An example of a service-based subscription model is Amazon Prime. It was initially founded to decrease the delivery time for shipping goods. However, now it provides users with additional services, like for example a Netflix-like application, free e-books for a Kindle e-reader and a subscription to the Washington Post. The retail business and the subscription service co-exist, since Amazon is making enormous losses on Amazon Prime, however Amazon Prime subscribers create two times the revenue of a normal Amazon client.

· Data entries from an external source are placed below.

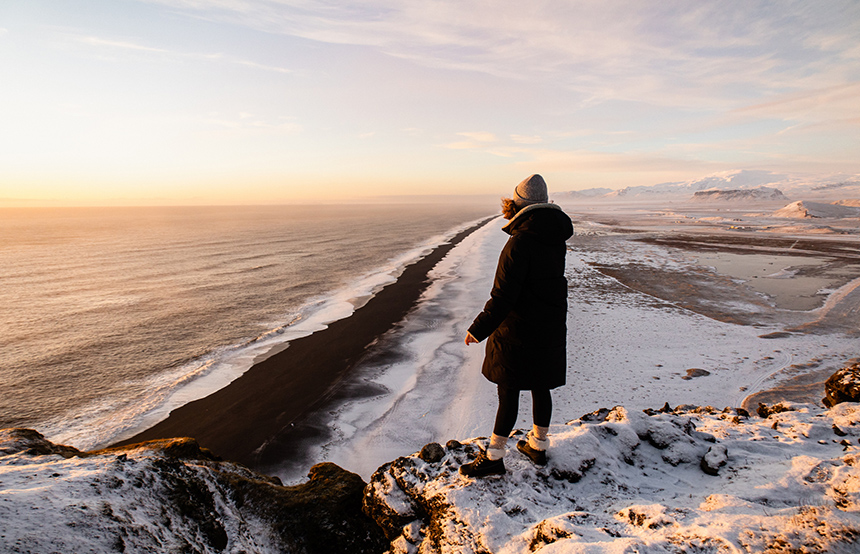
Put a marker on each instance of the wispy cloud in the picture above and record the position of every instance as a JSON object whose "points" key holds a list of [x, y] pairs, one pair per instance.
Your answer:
{"points": [[667, 53], [244, 122], [142, 48], [123, 45], [523, 139], [479, 136]]}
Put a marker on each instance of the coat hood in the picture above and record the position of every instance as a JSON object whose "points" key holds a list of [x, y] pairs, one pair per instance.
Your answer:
{"points": [[547, 222]]}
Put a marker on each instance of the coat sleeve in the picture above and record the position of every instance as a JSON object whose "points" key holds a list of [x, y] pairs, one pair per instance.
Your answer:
{"points": [[507, 286]]}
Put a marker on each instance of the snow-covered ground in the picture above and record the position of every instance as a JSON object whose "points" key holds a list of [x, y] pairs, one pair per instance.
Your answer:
{"points": [[621, 480], [625, 348], [625, 482]]}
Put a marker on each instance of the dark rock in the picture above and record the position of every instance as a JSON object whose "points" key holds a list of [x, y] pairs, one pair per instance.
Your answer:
{"points": [[597, 416], [197, 491], [696, 372], [766, 411], [843, 386], [716, 457], [432, 453], [323, 515]]}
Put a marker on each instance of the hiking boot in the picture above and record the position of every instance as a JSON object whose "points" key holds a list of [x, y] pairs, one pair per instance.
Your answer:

An example of a product-based subscription model is outfittery.com. This online company provides a solution for men who do not like, or do not have time to go shopping. The idea of outfittery.com is simple; the customer creates a profile on the website of Outfittery and fills out a survey about their personality, style and sizes. They complete this with an upload of a picture and making an appointment with a personal style-expert. These experts will contact the customer to get a more personal, complete profile of the customer.
Comparison of both models
An important strength for both of the models is that it truly creates value through their services, which has great advantages over conventional (e-commerce) models. One important advantage of the model used by Outfittery, is that once you subscribe, there are no further actions you have to take to fully exploit your membership. This is different compared to Amazon, where you have to take subsequent actions to maximize the profit out of your membership. An advantage of Amazon Prime’s model over the one of Outfittery, is that the products they provide can be bought without the membership as well. Another an advantage of Amazon Prime is that the consumer can decide which product will be bought. Lastly, Amazon is more dependable on third parties to adequately execute its major proposition. Delivery speed covers a significant part of the service customers pay for, and Amazon cannot control quality accurately.
Future of subscription models
To conclude, the subscription model will be the future. It provides companies with a continuous and in advance known flow of income. In a world where time is getting more and more valuable and we want an experience. This model can give companies economic stability for companies As a result this will be the model that is going to be applied by a lot of major companies.